# Company of Heroes - eine Sauerei!



## Alriin (17. Dezember 2009)

Ich habe jetzt mehrere Stunden meine Version von Company of Heroes installiert und gepatcht. Gegenüber früher musste ich plötzlich eine CD einlegen, was nicht weiter schlimm ist, dass ich aber mit dem Relic Downloader mein Downloadvolumen für die Firma Relic bereitstellen muss ist schon mal eine mega Frechheit. Als ich dann endlich loslegen will und das Programm wieder registriere funktioniert plötzlich nichts mehr. Bei der Abfrage von Account und Passwort wird mir plötzlich eine falsche Eingabe ausgegeben (was natürlich Schwachsinn ist, da ich davor schon eingeloggt habe) und CoH ist unfähig festzustellen, dass ich online bin. Jetzt bin ich nach einem Tag voller Installation, Download, UPLOAD und Ärger nicht in der Lage dieses Spiel (Online) zu spielen. Das ist eine Sauerei!!!

Man sollte solche Firmen ganz einfach aus dem Verkehr ziehen.


P.S.: Ganz schlimm ist, dass es keine Optionen für den Relic Downloader gibt und sich der Dreck automatisch startet.


----------



## boerigard (17. Dezember 2009)

Hast du beim Registrieren einmal einen falschen CD-Key eingegeben?
Es steht immer da als Warnung: Ihr Konto wird gesperrt, wenn Sie einen unrechtmäßigen Produktschlüssel verwenden.
Ob das Konto wirklich gleich bei einer Falscheingabe gesperrt wird, weiß ich nicht. Probier ich auch nicht aus.



> dass ich aber mit dem Relic Downloader mein Downloadvolumen für die Firma Relic bereitstellen muss ist schon mal eine mega Frechheit.


Ist bei WoW doch genauso. Und da bezahlt man sogar jeden Monat dafür.

Block den Relic Downloader in deiner Firewall. Bei mir hat der noch nicht ein Bit geladen.


----------



## PontifexM (17. Dezember 2009)

spiel starten ,auf den desktop zurück ,dann mit der rechten maustaste das gelbe relic pfeilchen anklicken und da kannst du alles abstellen ,alos halb so schlimm und sich erst mal damit beschäftigen 

und mehrer stunden finde ich ein wenig überzogen. wenn man weiss wo und wie man an die patches ran kommt ist das ratz fatz erledigt.
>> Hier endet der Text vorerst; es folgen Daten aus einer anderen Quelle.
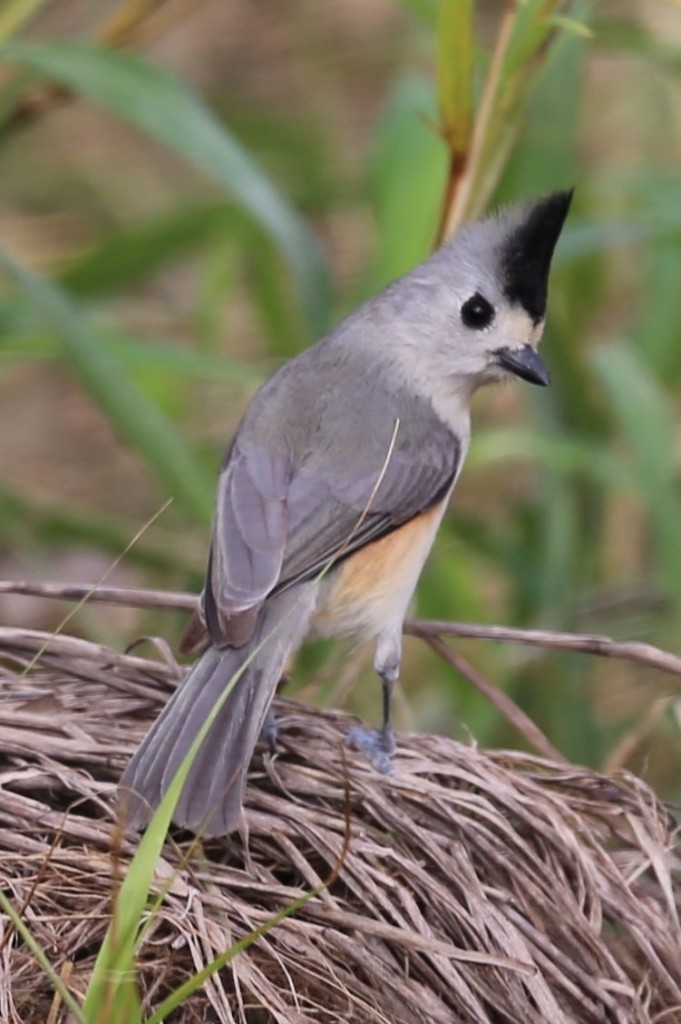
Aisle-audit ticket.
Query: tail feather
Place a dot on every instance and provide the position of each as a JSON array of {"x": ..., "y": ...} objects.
[{"x": 212, "y": 797}]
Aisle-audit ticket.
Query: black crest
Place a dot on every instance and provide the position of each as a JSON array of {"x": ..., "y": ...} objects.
[{"x": 526, "y": 257}]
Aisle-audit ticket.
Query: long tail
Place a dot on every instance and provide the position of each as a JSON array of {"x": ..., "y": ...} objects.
[{"x": 211, "y": 800}]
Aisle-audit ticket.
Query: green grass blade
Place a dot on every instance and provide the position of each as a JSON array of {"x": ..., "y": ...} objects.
[
  {"x": 408, "y": 174},
  {"x": 456, "y": 49},
  {"x": 183, "y": 991},
  {"x": 136, "y": 420},
  {"x": 647, "y": 423},
  {"x": 161, "y": 105}
]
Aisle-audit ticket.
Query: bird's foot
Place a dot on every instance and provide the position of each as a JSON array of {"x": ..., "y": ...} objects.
[{"x": 378, "y": 744}]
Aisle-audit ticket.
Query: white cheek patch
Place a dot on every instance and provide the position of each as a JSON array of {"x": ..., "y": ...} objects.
[{"x": 519, "y": 330}]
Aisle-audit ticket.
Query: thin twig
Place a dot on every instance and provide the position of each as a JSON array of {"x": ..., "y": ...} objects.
[
  {"x": 504, "y": 705},
  {"x": 585, "y": 643}
]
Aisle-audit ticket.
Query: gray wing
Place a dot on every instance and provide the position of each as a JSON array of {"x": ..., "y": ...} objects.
[{"x": 277, "y": 525}]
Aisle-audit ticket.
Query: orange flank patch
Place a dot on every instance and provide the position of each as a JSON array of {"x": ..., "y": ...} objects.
[{"x": 371, "y": 590}]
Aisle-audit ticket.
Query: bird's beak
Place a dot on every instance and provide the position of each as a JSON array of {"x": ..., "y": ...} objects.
[{"x": 523, "y": 363}]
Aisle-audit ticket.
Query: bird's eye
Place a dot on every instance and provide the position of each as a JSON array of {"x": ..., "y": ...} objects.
[{"x": 476, "y": 312}]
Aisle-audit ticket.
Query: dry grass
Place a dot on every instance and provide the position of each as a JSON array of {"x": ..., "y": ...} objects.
[{"x": 479, "y": 887}]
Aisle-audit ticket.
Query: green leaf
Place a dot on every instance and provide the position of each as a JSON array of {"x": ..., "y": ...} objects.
[
  {"x": 408, "y": 175},
  {"x": 647, "y": 424},
  {"x": 136, "y": 420},
  {"x": 161, "y": 105},
  {"x": 456, "y": 50}
]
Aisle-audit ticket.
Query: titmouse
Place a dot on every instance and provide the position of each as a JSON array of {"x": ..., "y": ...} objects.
[{"x": 332, "y": 491}]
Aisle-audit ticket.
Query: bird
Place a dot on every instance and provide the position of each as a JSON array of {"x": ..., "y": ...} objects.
[{"x": 331, "y": 494}]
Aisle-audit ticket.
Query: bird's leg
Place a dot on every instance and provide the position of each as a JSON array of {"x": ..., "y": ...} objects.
[{"x": 379, "y": 744}]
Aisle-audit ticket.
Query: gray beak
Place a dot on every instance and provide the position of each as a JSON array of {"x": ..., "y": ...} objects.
[{"x": 524, "y": 363}]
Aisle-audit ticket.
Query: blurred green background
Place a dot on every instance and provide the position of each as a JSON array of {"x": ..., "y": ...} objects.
[{"x": 192, "y": 192}]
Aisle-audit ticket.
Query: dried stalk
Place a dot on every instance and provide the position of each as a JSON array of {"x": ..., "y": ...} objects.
[{"x": 585, "y": 643}]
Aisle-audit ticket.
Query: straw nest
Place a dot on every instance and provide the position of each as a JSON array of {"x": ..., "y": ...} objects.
[{"x": 477, "y": 887}]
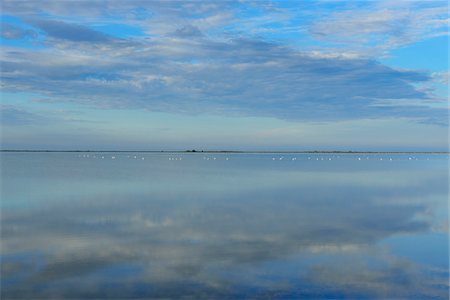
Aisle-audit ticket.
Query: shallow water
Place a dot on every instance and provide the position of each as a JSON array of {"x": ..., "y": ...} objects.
[{"x": 141, "y": 225}]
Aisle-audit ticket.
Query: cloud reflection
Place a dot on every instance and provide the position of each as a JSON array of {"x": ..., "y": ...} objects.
[{"x": 295, "y": 241}]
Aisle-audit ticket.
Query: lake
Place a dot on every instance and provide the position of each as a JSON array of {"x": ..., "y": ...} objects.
[{"x": 224, "y": 226}]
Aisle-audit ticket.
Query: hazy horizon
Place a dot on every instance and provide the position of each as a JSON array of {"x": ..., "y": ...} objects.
[{"x": 328, "y": 75}]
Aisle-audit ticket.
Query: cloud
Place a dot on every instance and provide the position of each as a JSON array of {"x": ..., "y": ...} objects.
[
  {"x": 239, "y": 76},
  {"x": 383, "y": 25},
  {"x": 187, "y": 31},
  {"x": 11, "y": 32},
  {"x": 15, "y": 116},
  {"x": 71, "y": 32},
  {"x": 186, "y": 245}
]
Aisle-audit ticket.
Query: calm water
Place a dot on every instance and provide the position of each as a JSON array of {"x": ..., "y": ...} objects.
[{"x": 250, "y": 226}]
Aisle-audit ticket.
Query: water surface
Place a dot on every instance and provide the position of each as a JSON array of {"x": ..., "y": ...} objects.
[{"x": 141, "y": 225}]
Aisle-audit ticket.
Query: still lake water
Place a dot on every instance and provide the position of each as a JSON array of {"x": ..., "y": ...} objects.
[{"x": 224, "y": 226}]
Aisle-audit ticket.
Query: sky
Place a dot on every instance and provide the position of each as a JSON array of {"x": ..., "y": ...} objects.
[{"x": 224, "y": 75}]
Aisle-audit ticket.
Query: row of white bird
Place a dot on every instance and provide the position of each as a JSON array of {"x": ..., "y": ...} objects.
[{"x": 227, "y": 158}]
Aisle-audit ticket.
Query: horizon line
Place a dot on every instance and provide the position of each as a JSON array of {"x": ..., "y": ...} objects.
[{"x": 230, "y": 151}]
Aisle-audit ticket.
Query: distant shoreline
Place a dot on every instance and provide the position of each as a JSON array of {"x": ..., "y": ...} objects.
[{"x": 228, "y": 151}]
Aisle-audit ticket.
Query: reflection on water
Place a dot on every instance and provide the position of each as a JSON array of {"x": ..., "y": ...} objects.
[{"x": 139, "y": 225}]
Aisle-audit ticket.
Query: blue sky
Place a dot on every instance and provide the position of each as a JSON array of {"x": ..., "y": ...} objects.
[{"x": 246, "y": 75}]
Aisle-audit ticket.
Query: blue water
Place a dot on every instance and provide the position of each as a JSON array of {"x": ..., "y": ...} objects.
[{"x": 224, "y": 226}]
hier kannst du downloaden   -->      Company of Heroes - Updates                -> Company of Heroes oder hier ->


----------



## Technofidi (17. Dezember 2009)

Also ich habe alle 3 versionen und hatte nie ein problem ? Das spiel ist echt top, also nicht aufgeben und der relic downloader der machst seinen schnick schnack bei mir automatisch, ich hab den runtergeladen, installiert, bumm er lädt alles runter und installierts ,also ich weis net was du hast vieleicht was falsches angegeben odda so weis auch net ^^


----------



## Alriin (17. Dezember 2009)

> alos halb so schlimm und sich erst mal damit beschäftigen


Aha... ich hab das Spiel gekauft als es erschienen ist... hat damals alles wunderbar funktioniert. Nur jetzt nicht mehr! Ausserdem beschäftige ich mich prinzipiell erst mit Problemen bevor ich ins Forum poste. Hier auf PCGH wirst Du auch kaum ein "_Hilfe ich kenn mich bei dem Spiel nicht aus_"-Post finden.
Nach unzähligen Patches von insgesamt 4GB!!!!!!!!!!!! wollte ich den Relic Downloader deaktivieren, da ich ihn ja eigentlich gar nicht auf meiner Platte wollte. Ich hab ihn rechts angeclickt und er zeigt mir maximal den Mittelfinger. Alle Optionen sind grau unterlegt und lassen sich deshalb auch nicht ändern.

@Technofidi
Ich will einfach nicht, dass die Firma Relic und deren Kunden von meinem PC Daten saugen. Klar, dass der Käse alles schnick schnack macht... nur saugen einstweilen auch andere Leute - Gestern z.B. ich - Patches von deinem PC. Das ist schlicht und einfach eine Sauerei.


----------



## Sash (17. Dezember 2009)

meld dich mal beim support.. texte die mal zu, email, telefon...
jedenfalls bei mir läuft es ohne probleme. einmal wollte der die original cd haben, wohl nur coh ohne add ons, ich tu meine anthology dvd rein, klick auf ok und der sagt mir falsche disc.. habs behoben indem ich das spiel einmal über autostart gestartet habe, also dvd rein und gewartet, gestartet. lief.. sonst brauch ich keine dvd da er sich ja online anmeldet. ka wieso er einmal nach fragte, vielleicht will er einmal im monat ne dvd haben oder so. jedenfalls vielleicht kannst du online, also im internet explorer oder so mal deinen acc checken, den status müßte man doch so abfragen, nicht nur im spiel.


----------



## Alriin (17. Dezember 2009)

Mal schaun. Gestern ... oder besser gesagt Heute früh war deren deutsche Seite down.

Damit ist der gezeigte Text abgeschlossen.